The absorption of transition metal atoms in g-C6N6 nanoribbon induces narrow band gap semiconductor with magnetism

Abstract

The g-C6N6 is a semiconductor material, the effect of this material used in electronic and microelectronic devices is far from reaching the expected effect. To improve the overall performance of g-C6N6, this study decided to cut g-C6N6 for nanoribbons. It was found that g-C6N6 nanoribbons could not be directly used in electronic devices and microelectronic devices through first principles calculation. In order to change its properties, it was decided to adsorb two different transition metal atoms Fe and Mn in the g-C6N6 nanoribbons, respectively.

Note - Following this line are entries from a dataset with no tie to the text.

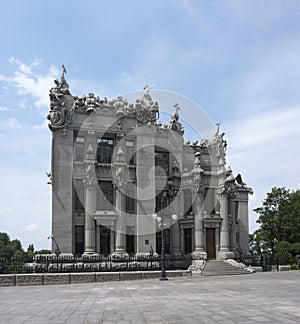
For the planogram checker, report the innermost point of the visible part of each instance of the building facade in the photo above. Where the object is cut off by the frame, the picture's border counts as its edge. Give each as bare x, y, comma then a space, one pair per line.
119, 178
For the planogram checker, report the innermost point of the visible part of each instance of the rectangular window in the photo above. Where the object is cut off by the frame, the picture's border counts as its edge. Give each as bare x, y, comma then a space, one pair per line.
105, 150
162, 202
188, 202
79, 194
79, 239
162, 162
79, 148
166, 241
130, 156
130, 198
130, 239
106, 196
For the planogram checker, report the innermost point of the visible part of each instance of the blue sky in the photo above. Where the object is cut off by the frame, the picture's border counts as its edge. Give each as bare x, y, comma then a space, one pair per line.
239, 60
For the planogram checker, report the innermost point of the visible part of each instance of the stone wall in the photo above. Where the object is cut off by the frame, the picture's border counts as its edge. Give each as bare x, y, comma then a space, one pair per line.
71, 278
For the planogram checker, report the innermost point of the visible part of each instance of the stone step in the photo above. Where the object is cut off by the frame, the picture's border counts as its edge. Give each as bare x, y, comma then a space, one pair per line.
221, 268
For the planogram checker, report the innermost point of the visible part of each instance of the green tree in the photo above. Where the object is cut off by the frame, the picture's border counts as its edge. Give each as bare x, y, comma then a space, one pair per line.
279, 219
270, 217
10, 248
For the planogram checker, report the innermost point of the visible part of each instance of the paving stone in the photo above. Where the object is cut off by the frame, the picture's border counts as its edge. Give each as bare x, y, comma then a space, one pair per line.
255, 298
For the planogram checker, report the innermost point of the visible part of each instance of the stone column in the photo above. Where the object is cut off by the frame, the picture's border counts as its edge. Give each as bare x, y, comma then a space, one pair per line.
175, 227
198, 215
90, 184
198, 200
224, 252
182, 240
120, 223
120, 173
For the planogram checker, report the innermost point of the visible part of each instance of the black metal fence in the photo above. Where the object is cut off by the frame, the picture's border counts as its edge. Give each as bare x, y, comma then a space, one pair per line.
270, 262
18, 264
98, 263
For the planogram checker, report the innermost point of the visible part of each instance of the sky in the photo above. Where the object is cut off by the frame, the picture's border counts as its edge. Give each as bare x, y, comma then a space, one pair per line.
237, 59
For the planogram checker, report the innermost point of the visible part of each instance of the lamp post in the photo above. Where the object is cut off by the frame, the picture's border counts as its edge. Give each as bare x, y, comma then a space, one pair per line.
57, 249
162, 224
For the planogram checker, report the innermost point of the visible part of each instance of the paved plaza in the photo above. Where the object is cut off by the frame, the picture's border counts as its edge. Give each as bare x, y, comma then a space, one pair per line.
272, 297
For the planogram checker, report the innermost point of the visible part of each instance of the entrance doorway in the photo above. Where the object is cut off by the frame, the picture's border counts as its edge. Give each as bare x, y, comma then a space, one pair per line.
211, 243
104, 240
188, 240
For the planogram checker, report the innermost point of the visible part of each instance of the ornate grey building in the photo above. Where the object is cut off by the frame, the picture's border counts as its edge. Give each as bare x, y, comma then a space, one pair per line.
119, 177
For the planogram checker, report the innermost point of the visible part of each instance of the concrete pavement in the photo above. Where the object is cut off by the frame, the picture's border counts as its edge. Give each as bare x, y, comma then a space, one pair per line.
272, 297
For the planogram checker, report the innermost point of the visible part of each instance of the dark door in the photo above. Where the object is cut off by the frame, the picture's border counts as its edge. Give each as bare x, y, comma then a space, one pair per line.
104, 240
130, 243
188, 240
210, 243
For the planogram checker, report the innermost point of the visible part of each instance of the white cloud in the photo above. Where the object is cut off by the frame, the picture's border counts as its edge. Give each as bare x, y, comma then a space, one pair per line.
43, 125
12, 123
28, 81
32, 227
264, 148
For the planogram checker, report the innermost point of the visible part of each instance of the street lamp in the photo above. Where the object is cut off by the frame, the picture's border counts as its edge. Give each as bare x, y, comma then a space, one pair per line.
159, 219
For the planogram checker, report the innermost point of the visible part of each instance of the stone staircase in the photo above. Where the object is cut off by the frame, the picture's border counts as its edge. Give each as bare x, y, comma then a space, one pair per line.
221, 268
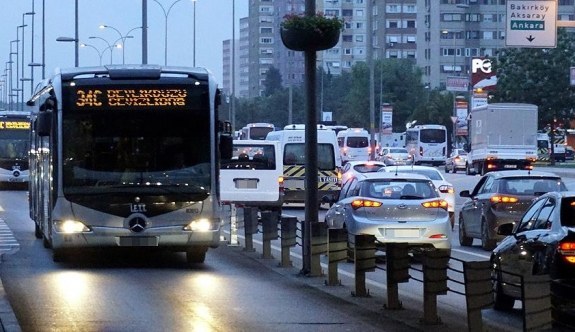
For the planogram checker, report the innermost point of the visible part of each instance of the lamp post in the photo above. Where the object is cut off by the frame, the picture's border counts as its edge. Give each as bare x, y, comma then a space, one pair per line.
166, 14
100, 53
68, 40
122, 38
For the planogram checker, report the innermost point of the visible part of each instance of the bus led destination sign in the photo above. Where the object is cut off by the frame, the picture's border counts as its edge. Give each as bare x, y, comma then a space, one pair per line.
14, 125
126, 98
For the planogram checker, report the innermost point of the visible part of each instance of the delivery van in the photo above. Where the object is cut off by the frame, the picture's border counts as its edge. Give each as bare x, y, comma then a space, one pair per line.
292, 143
354, 144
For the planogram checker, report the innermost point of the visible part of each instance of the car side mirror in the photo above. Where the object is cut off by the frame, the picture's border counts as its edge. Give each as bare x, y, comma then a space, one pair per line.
505, 229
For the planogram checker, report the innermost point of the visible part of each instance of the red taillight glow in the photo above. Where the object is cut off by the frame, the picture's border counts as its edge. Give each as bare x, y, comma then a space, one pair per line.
359, 203
567, 249
438, 203
503, 199
446, 189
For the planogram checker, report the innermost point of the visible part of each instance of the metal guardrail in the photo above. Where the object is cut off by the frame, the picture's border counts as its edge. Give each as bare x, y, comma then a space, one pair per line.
440, 272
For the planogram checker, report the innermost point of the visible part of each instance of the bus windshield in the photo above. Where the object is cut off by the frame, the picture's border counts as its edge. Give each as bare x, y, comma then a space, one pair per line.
103, 149
432, 136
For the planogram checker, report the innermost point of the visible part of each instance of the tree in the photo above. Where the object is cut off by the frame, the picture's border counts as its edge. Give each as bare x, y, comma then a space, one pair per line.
538, 76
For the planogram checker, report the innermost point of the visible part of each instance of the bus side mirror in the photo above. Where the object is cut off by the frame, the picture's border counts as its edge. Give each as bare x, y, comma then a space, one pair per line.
226, 146
44, 123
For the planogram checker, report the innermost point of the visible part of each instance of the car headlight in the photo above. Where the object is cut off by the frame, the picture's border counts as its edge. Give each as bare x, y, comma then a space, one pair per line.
70, 226
201, 225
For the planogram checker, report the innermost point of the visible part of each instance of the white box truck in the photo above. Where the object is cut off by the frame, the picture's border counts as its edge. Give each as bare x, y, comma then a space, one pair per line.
502, 136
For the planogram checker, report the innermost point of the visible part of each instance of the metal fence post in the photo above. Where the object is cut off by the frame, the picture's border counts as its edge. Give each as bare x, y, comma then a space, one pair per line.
397, 256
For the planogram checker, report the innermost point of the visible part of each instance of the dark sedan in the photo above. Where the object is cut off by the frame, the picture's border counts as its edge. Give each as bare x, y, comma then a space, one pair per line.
498, 198
541, 242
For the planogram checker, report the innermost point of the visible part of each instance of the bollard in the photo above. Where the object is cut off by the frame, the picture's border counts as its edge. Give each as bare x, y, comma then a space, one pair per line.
250, 226
233, 226
318, 247
537, 302
269, 232
397, 256
337, 252
364, 257
288, 238
434, 282
478, 292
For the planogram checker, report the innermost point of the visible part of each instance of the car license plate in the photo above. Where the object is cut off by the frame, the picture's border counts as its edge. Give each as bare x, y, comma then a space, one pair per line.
402, 232
246, 183
138, 241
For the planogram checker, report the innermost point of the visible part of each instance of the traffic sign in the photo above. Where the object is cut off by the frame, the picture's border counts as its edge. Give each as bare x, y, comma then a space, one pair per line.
531, 23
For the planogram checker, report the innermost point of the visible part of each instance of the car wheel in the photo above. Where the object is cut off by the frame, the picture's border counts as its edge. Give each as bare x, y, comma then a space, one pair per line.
487, 243
464, 240
196, 255
501, 301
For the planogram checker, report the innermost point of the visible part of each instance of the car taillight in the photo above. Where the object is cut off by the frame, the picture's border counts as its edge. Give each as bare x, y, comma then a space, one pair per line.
359, 203
281, 183
503, 199
446, 189
438, 203
567, 250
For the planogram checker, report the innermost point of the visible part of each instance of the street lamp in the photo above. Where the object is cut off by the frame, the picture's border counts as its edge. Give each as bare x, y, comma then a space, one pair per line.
166, 14
68, 40
122, 37
100, 53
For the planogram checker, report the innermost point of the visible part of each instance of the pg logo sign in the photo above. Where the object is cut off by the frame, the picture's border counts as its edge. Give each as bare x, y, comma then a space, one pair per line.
480, 65
482, 74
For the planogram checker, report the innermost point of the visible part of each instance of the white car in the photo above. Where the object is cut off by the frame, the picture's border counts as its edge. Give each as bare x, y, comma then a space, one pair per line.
355, 168
394, 207
445, 188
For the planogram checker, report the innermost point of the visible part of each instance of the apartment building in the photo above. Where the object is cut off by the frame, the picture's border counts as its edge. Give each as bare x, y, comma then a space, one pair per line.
441, 36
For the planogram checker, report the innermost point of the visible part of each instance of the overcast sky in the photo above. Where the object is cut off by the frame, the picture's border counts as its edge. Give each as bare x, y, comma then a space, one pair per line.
213, 25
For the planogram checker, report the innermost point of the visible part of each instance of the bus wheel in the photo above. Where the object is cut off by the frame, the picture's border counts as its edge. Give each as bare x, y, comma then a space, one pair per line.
196, 255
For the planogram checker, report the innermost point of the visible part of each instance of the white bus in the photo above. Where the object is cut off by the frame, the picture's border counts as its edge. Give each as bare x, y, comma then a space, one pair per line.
14, 147
127, 156
257, 131
427, 144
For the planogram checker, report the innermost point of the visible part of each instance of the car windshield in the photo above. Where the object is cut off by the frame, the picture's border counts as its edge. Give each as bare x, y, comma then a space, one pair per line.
430, 173
530, 185
367, 168
398, 189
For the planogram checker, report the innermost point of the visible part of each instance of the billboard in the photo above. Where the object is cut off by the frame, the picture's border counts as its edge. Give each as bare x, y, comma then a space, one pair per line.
482, 74
386, 126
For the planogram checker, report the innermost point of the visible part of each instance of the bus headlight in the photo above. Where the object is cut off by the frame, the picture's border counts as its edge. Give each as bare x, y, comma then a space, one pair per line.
70, 226
199, 225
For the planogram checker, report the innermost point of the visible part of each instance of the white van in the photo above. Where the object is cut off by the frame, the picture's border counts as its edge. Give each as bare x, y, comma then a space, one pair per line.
292, 142
253, 176
354, 144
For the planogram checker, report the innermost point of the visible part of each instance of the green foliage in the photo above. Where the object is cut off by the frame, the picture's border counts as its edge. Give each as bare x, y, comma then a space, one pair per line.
540, 77
317, 22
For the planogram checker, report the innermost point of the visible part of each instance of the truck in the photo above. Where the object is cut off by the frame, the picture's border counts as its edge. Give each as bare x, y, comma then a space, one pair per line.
502, 136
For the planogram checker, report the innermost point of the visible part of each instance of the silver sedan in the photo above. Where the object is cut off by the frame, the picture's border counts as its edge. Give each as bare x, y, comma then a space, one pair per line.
394, 207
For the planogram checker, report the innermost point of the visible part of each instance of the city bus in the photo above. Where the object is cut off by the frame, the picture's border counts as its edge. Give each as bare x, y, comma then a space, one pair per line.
427, 144
14, 147
256, 131
127, 156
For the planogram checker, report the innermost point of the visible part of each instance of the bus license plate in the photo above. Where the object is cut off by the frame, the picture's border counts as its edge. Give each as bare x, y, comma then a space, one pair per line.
138, 241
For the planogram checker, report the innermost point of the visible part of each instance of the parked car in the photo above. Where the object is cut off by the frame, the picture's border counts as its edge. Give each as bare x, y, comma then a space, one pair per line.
541, 242
445, 188
394, 207
498, 198
457, 160
395, 156
355, 168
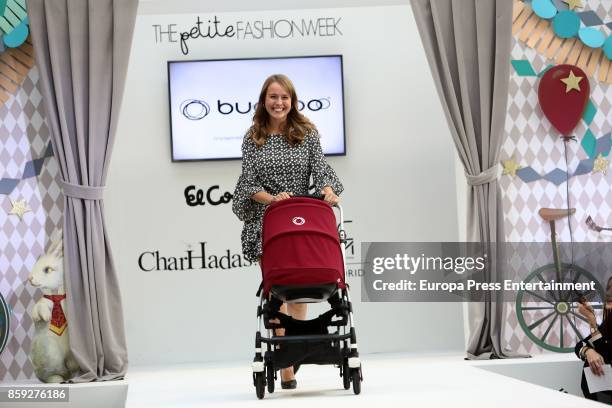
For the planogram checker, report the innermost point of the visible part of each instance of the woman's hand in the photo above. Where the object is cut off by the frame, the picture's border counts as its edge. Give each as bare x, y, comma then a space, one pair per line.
329, 196
595, 361
281, 196
587, 311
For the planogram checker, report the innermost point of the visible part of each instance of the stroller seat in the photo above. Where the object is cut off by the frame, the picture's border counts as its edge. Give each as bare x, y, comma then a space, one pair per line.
304, 293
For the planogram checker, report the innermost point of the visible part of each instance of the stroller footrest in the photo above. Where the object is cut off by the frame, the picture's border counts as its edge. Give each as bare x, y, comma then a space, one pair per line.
317, 338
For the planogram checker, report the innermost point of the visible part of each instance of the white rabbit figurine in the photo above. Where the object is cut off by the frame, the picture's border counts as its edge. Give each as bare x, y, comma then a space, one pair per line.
51, 357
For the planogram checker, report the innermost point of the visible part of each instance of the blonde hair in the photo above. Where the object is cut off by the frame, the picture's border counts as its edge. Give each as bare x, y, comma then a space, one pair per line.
296, 126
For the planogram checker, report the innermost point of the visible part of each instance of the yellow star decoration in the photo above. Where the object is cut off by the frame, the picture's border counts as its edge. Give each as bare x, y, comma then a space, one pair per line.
510, 167
19, 208
601, 165
571, 82
572, 4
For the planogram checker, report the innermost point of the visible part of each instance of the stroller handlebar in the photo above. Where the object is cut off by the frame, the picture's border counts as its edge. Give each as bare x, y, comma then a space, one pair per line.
315, 196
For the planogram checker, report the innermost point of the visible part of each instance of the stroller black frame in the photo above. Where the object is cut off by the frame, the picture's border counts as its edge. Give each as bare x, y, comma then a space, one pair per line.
307, 341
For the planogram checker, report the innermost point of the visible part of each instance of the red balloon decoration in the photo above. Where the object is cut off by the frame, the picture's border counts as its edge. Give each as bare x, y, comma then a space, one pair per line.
563, 94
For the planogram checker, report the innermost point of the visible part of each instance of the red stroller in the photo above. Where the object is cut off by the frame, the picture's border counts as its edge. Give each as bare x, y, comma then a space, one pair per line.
303, 262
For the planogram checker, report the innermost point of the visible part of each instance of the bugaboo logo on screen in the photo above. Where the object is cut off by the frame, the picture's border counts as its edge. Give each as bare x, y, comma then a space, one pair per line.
298, 221
196, 109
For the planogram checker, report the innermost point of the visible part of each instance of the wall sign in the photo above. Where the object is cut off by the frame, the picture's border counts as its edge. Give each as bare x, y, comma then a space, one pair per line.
195, 196
206, 28
193, 259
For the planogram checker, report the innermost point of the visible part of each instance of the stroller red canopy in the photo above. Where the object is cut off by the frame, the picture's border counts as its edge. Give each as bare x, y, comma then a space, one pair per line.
301, 245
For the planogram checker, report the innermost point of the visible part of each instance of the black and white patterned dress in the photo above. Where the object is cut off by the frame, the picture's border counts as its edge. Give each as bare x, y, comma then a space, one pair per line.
275, 167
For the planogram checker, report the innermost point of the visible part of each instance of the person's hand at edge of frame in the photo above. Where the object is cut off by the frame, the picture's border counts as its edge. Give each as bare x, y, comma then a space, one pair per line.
586, 310
329, 196
283, 195
595, 361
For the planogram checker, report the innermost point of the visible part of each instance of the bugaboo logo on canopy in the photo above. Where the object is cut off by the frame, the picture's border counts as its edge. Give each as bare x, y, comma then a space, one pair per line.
298, 221
196, 109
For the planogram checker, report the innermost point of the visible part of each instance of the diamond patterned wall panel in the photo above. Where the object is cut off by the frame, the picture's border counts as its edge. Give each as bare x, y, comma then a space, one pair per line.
533, 142
24, 137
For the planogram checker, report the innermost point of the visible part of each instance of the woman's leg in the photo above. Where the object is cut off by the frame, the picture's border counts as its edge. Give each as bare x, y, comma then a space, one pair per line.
297, 311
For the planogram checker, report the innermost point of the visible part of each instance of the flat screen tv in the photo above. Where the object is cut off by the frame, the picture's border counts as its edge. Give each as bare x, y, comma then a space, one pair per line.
212, 102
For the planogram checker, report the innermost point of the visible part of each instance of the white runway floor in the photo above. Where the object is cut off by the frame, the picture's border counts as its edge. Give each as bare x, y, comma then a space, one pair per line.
390, 380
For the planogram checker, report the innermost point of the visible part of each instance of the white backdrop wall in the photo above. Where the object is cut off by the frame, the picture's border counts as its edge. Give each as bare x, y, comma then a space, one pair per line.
399, 178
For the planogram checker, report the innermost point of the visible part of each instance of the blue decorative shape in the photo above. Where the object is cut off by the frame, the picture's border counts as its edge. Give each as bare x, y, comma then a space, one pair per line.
591, 37
32, 168
589, 143
17, 37
584, 167
557, 176
560, 5
528, 174
523, 68
603, 145
8, 185
589, 112
590, 18
566, 24
544, 8
608, 47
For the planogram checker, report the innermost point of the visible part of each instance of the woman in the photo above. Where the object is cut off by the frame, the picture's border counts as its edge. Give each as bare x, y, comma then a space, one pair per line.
280, 152
596, 349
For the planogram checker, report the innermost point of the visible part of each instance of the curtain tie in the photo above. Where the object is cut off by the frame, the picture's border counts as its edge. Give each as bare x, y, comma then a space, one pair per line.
485, 177
81, 192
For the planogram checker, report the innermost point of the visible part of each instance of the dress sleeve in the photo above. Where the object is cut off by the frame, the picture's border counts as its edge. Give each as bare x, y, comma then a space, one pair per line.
248, 183
322, 173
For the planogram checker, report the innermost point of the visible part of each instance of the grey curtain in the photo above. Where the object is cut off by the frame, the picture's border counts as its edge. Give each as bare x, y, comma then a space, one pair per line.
468, 45
82, 49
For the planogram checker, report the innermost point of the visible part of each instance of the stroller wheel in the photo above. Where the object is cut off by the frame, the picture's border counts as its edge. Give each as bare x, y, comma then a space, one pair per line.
270, 378
346, 375
260, 385
356, 374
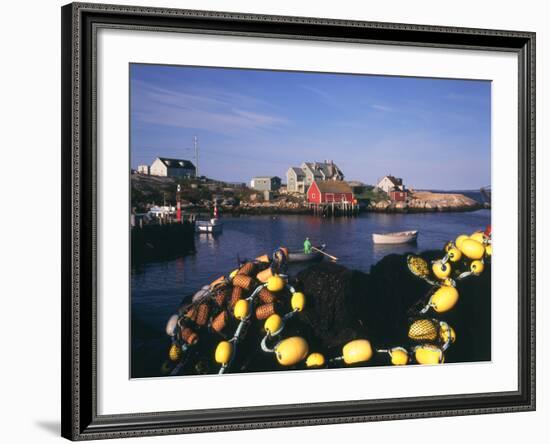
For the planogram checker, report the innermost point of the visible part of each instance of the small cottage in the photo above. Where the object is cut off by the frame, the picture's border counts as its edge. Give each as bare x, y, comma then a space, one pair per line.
328, 191
163, 166
265, 183
390, 183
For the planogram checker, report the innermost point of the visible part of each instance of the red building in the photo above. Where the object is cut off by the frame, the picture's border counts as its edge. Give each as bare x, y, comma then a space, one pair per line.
398, 195
328, 191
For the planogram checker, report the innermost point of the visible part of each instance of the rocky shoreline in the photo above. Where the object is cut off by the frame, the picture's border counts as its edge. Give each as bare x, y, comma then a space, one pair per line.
420, 202
426, 202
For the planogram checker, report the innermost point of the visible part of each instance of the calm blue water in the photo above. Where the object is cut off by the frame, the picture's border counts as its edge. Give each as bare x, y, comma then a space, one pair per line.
158, 288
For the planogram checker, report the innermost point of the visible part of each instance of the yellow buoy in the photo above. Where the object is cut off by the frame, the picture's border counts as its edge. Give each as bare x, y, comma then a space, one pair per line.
477, 267
292, 350
273, 324
441, 270
315, 360
399, 356
241, 309
172, 324
356, 351
478, 236
223, 352
275, 283
263, 258
454, 254
423, 330
444, 299
428, 354
298, 301
174, 353
472, 249
264, 275
459, 239
449, 282
446, 333
418, 266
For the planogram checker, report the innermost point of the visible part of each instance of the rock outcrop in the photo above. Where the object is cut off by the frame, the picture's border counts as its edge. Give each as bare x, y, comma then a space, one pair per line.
426, 201
344, 304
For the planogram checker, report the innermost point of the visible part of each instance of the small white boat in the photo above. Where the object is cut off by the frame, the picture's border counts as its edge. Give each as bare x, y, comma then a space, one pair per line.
213, 226
401, 237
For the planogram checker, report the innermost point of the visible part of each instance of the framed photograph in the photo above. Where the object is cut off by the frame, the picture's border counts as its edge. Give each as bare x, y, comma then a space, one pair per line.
278, 221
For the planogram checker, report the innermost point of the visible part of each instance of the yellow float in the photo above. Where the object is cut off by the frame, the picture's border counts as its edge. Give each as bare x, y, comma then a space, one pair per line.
472, 249
315, 360
275, 283
460, 239
273, 324
172, 324
423, 330
399, 356
356, 351
223, 353
292, 350
174, 353
446, 333
478, 236
428, 354
444, 299
454, 254
441, 270
477, 267
298, 301
241, 309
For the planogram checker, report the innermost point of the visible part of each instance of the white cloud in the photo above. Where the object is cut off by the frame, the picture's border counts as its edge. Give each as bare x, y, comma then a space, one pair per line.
211, 110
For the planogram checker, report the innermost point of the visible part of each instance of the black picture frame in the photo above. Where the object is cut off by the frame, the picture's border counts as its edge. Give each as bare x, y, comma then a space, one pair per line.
80, 22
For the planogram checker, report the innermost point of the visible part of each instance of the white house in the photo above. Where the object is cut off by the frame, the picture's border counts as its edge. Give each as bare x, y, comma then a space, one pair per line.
300, 179
265, 183
143, 169
172, 167
390, 183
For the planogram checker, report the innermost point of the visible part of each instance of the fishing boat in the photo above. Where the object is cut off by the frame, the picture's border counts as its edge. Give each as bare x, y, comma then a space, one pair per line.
213, 226
298, 256
401, 237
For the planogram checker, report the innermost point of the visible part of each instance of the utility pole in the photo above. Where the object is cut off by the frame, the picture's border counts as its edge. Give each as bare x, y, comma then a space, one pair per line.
196, 156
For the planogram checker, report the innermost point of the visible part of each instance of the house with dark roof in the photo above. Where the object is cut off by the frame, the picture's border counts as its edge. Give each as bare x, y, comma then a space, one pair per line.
295, 180
265, 183
328, 191
299, 179
163, 166
390, 183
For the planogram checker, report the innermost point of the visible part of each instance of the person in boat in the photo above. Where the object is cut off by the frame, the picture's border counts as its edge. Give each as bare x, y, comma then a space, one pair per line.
307, 246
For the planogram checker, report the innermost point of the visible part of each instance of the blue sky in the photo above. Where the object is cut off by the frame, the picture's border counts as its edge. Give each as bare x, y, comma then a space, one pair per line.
435, 133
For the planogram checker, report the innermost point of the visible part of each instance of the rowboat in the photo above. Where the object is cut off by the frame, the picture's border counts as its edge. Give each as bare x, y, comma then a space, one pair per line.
401, 237
297, 256
209, 226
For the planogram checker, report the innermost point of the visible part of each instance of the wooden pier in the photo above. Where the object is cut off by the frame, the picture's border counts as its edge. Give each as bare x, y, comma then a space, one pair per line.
342, 208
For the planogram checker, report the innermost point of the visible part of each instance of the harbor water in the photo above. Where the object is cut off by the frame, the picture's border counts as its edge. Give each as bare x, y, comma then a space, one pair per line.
158, 288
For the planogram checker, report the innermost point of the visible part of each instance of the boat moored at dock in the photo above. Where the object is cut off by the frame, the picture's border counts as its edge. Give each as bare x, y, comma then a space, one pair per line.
401, 237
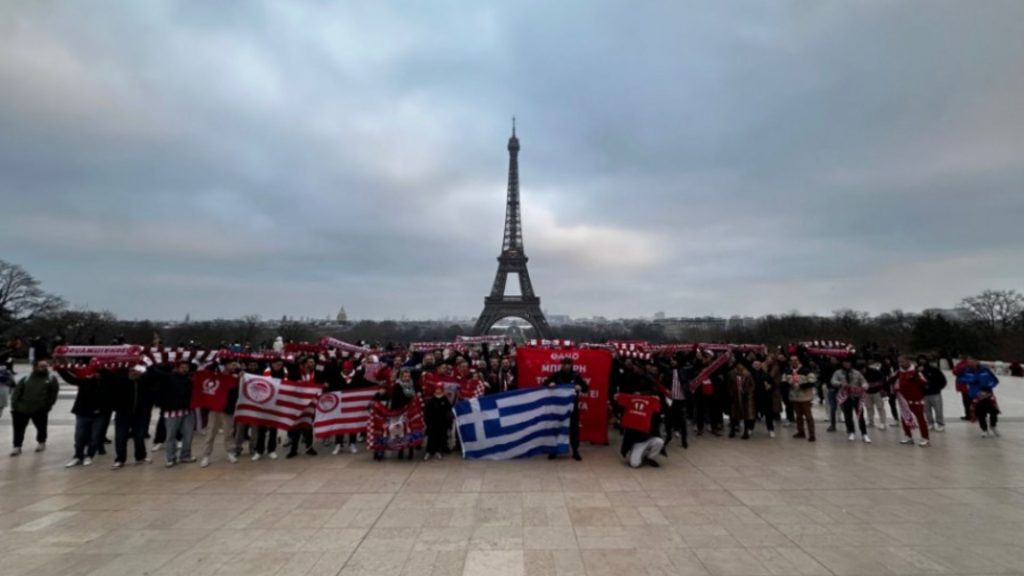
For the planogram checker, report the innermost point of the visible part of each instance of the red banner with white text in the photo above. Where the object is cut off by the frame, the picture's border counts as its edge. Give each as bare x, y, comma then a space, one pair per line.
536, 365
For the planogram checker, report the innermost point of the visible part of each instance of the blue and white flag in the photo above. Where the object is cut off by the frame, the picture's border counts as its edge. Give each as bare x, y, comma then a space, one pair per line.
515, 424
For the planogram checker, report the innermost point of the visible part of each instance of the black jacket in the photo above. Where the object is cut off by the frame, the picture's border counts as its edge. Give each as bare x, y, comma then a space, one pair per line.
437, 413
93, 396
173, 391
936, 379
128, 396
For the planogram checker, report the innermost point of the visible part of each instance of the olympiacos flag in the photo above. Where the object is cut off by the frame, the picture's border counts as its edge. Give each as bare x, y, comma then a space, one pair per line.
279, 404
343, 412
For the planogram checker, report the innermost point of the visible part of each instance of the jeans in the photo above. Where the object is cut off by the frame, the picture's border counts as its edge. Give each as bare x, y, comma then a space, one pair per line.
849, 409
918, 408
20, 422
217, 421
130, 424
805, 419
184, 424
933, 409
88, 435
833, 408
876, 407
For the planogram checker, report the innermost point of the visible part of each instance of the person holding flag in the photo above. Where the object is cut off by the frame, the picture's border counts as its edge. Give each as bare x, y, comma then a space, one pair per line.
566, 375
221, 389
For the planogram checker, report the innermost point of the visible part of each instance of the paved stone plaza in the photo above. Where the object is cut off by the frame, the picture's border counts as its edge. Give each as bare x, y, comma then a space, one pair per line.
724, 507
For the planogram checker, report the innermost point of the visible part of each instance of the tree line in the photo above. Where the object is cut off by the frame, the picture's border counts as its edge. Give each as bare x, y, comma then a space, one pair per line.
992, 327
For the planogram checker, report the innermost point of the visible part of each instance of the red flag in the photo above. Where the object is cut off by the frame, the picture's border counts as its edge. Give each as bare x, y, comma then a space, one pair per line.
210, 389
269, 402
395, 429
343, 412
594, 365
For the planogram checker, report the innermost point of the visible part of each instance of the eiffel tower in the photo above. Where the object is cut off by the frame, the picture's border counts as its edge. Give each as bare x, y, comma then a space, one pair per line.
512, 260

The results show that g-C6N6 nanoribbons have magnetic properties after adsorbing transition metal atoms, and the two structures have spin polarization phenomena after adsorption of Fe and Mn atoms. Their energy band, density of states (DOS) and the charge density after the adsorption of transition metal atoms were analyzed. The results show that g-C6N6 nanoribbons becomes an indirect narrow band gap semiconductor by adsorbing different transition metal atoms, which improves the performance of g-C6N6 nanoribbons. Through computational molecular dynamics simulation, g-C6N6 nanoribbons can exist stably in a real environment. Our research provides theoretical support for the application of such materials in spintronics devices and optoelectronic devices.